[May 10] Formal Verification of a Realistic Compiler #326

alaiasolkobreslin · 2022-05-03T16:31:59Z

alaiasolkobreslin
May 3, 2022

This is a thread for Formal Verification of a Realistic Compiler.

@anshumanmohan and @alaiasolkobreslin will be leading the discussion!

5hubh4m · 2022-05-06T03:55:03Z

5hubh4m
May 6, 2022

I loved reading this paper, it’s so well written! I don’t have much to say about the contents except that I’m a big fan of verification and let’s do more of it — especially for systems software like compilers and OSes (thinking of efforts like seL4 and CertiKOS)!

0 replies

JonathanDLTran · 2022-05-07T23:43:16Z

JonathanDLTran
May 7, 2022

I enjoyed the concept of the fully-verified compiler that this work demonstrates, and I'm interested in how modular the components of the compiler are in this work, and whether the compiler is easily extensible so that when new optimizations are added and proved, they can be integrated in easily. With more extensibility, I wonder if it would be possible to have other contributors work on passes and verify these passes independently, then plug them into the general framework.

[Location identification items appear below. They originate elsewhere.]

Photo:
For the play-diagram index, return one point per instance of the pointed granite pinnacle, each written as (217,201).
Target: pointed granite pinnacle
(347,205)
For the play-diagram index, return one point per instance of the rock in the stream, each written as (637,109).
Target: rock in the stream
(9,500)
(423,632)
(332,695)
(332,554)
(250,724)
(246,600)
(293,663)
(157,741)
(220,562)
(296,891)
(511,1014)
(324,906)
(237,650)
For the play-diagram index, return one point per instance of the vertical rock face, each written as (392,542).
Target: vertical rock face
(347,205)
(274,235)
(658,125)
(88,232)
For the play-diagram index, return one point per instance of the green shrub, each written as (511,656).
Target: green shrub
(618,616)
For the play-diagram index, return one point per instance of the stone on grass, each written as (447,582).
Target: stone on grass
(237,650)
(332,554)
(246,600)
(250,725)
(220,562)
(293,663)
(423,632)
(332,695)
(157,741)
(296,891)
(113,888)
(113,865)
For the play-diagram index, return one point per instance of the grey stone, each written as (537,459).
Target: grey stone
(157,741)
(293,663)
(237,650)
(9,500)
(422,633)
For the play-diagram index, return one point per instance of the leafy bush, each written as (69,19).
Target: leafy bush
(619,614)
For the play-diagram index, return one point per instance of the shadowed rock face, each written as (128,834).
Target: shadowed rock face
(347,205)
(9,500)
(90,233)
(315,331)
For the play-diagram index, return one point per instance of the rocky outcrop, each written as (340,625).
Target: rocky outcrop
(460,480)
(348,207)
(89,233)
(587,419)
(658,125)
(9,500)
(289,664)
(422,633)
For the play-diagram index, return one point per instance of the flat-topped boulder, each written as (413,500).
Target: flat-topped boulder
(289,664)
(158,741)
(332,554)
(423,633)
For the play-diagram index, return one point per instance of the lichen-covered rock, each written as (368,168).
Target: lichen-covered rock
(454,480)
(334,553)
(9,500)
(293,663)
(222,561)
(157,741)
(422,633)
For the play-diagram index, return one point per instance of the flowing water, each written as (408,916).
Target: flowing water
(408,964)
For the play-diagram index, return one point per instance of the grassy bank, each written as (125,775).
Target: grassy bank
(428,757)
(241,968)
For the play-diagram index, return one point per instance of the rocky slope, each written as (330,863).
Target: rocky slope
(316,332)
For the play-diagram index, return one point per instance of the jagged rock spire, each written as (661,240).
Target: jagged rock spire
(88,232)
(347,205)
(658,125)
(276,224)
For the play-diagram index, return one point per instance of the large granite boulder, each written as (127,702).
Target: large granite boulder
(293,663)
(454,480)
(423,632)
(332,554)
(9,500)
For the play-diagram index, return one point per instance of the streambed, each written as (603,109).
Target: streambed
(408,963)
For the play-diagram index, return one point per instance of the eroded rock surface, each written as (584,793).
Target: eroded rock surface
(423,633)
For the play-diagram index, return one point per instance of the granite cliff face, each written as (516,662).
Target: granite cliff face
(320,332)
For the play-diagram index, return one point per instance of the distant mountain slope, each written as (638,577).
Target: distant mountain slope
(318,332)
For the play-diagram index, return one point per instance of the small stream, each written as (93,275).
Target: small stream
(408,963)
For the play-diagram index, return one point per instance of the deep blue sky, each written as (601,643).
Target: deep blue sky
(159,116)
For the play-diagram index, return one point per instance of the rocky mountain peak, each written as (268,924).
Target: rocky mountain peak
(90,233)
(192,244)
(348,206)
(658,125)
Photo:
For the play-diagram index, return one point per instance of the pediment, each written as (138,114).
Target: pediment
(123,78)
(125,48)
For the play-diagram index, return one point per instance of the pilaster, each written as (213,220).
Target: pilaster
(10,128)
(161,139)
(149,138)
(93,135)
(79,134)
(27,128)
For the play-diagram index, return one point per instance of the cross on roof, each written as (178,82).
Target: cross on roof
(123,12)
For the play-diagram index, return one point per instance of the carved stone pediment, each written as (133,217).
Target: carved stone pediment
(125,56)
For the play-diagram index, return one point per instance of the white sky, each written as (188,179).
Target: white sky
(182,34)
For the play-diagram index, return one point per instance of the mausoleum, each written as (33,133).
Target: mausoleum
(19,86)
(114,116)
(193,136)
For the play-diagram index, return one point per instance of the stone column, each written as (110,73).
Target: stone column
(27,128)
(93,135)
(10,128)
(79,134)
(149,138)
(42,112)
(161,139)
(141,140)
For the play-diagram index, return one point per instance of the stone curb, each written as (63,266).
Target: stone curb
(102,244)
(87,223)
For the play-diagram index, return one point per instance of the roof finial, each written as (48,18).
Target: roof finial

I was also curious if the author had expanded the work so that larger benchmarks could be tested, beyond those selected. For instance, it would be interesting to see if real-world avionics embedded programs could be compiled via CompCert, as the author does mention that PowerPC was chosen because it is used often for avionics software.

3 replies

5hubh4m May 7, 2022

I would guess those programs are extremely closed source.

anshumanmohan May 8, 2022

Thanks for your comment!

We can talk more about the ease of integration of new passes/features on Tuesday, but in brief: it is possible to state your behavior (e.g. in Gallina, the specification language inside of Coq), and then get CompCert to generate a proof obligation where you must show that your code does nothing too naughty. I played with this feature some in past research :)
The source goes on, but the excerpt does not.